In the ToothGrowth dataset, "dose" is numeric. I advise turning it into a factor, since it has only 3 values. To do this, you'll need to make your own copy of the dataset:

df <- ToothGrowth
df$dose <- factor(df$dose)
  1. For each type of supplement (OJ or VC), use strip plots to see how dosage affects tooth growth. To this end, use the "aes" function to map "len" to the x axis, "supp" to the y axis, and "dose" to color. Then use geom_jitter. You'll have to play around with the "height" and "width" arguments to get a clear picture. It will help to specify "shape=1" so that the points plot as open circles.

  2. Then use superimposed density plots.

  3. Then use qq plots to compare each adjacent pair of dosages (1 vs 0.5, and 2 vs 1). I couldn't find an elegant solution to this problem, so here are some inelegant hints.

First extract vectors for a single supplement and a pair of dosages:

vc05 <- with(df, len[supp=="VC" & dose=="0.5"])
vc1 <- with(df, len[supp=="VC" & dose=="1"])

Now we can use the trick discussed in the qqplots lecture, and also in tenorbassqq.r, on the examples page:

df2 <- as.data.frame(qqplot(vc05, vc1, plot.it=FALSE))

This constructs a data frame, in which variable x has the quantiles of one distribution and variable y has those of the other.

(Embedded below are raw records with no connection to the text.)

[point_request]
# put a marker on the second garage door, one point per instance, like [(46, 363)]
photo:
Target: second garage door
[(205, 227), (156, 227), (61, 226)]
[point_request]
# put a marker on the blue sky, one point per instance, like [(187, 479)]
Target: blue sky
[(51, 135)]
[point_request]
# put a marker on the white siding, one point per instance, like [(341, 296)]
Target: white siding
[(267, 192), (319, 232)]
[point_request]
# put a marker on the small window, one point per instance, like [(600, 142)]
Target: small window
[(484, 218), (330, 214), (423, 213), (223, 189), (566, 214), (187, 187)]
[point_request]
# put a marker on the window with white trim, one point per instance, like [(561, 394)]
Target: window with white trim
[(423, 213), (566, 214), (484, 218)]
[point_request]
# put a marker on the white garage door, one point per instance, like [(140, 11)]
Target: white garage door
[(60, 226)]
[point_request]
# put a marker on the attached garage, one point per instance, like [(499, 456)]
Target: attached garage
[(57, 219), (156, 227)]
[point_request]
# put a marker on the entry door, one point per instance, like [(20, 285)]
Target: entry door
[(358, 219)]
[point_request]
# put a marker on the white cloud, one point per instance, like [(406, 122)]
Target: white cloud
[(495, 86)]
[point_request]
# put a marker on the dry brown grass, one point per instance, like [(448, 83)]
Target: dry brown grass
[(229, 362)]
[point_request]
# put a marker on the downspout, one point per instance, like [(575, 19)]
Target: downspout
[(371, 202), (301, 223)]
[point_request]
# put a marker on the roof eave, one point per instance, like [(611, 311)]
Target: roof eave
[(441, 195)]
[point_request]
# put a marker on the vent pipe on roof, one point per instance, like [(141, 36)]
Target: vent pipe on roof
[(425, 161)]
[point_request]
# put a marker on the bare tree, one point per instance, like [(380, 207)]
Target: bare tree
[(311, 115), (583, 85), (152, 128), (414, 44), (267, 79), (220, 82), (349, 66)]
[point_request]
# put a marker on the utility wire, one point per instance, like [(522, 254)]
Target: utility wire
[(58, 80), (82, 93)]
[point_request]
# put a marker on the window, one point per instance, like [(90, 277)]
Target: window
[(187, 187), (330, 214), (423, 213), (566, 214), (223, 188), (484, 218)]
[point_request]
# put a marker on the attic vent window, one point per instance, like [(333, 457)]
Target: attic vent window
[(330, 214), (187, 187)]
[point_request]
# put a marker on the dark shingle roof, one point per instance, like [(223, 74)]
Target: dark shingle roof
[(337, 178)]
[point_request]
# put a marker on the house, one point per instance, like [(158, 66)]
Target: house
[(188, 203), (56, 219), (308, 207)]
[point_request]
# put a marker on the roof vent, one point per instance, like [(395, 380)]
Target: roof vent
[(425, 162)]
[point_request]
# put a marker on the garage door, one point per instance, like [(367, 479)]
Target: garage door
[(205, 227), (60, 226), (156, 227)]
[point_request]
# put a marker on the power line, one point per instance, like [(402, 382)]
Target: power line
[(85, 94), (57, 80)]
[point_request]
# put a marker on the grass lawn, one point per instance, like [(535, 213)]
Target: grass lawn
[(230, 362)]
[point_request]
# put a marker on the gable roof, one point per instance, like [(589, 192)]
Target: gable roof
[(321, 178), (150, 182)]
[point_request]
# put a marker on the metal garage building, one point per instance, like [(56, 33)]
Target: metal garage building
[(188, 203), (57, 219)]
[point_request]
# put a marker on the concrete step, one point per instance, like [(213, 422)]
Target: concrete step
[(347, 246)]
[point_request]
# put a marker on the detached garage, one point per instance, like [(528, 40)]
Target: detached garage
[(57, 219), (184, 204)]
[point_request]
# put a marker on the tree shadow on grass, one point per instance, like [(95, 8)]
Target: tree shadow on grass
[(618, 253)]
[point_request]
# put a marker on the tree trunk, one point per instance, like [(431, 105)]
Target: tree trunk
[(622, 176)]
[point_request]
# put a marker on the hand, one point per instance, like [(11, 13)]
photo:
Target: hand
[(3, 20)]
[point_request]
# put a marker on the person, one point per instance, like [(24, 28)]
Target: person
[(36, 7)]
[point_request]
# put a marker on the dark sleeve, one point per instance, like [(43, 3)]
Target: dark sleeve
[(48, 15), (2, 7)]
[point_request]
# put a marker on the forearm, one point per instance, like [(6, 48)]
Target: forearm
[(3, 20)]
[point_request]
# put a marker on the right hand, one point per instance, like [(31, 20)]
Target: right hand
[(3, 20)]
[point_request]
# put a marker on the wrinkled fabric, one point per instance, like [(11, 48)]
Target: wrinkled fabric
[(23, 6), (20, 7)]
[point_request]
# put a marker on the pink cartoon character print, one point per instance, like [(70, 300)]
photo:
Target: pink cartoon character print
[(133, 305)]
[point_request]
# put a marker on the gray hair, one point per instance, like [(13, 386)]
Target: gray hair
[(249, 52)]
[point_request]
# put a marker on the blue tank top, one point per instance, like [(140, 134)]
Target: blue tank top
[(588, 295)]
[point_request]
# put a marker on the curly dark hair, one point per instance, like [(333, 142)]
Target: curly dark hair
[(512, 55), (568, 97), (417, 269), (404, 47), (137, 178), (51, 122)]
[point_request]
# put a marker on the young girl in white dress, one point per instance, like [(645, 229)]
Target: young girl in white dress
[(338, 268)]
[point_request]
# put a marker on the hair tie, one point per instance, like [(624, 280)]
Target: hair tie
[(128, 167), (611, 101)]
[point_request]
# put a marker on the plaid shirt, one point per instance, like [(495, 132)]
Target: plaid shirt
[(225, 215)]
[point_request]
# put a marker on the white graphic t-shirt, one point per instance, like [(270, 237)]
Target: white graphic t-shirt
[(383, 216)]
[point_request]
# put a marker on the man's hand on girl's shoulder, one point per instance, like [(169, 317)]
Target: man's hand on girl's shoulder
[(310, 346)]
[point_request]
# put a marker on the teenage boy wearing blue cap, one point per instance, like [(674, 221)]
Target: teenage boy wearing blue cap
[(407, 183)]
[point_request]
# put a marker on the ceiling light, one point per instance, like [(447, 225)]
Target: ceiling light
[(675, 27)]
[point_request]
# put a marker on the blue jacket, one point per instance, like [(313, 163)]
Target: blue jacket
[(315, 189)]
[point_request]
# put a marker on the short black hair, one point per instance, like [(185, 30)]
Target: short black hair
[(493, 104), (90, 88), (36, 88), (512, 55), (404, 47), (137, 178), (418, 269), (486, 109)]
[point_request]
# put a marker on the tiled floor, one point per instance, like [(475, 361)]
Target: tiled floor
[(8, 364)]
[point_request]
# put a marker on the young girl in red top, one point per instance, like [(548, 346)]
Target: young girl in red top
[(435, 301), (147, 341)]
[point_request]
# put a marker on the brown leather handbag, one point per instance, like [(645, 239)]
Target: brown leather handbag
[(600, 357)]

In the plot command, we want to make the X and Y ranges the same, so we need the range of both vectors taken together:

r <- range(c(vc05, vc1))

The plot command is now

ggplot(df2, aes(x,y)) +
    geom_abline(slope=1,intercept=0,color="blue") +
    coord_fixed(ratio=1, xlim=r, ylim=r) +
    geom_point()

You'll need to repeat this process for each comparison: once (as above) to compare dose 1 to 0.5 for the VC supplement, then again to compare 2 to 1, and then two more times for the OJ supplement.

This is vastly easier in Lattice. Here is the whole of step 3:

library(lattice)
qq(dose~len|supp, data=subset(ToothGrowth, dose==0.5 | dose==1.0), aspect=1)
qq(dose~len|supp, data=subset(ToothGrowth, dose==1 | dose==2), aspect=1)
  1. Write a paragraph or two describing how the dosage of vitamin C affects tooth growth. Does growth increase with dosage? Do the distributions change by additive shifts, or in some other pattern? Does it matter whether the vitamin C is provided as orange juice or as ascorbic acid?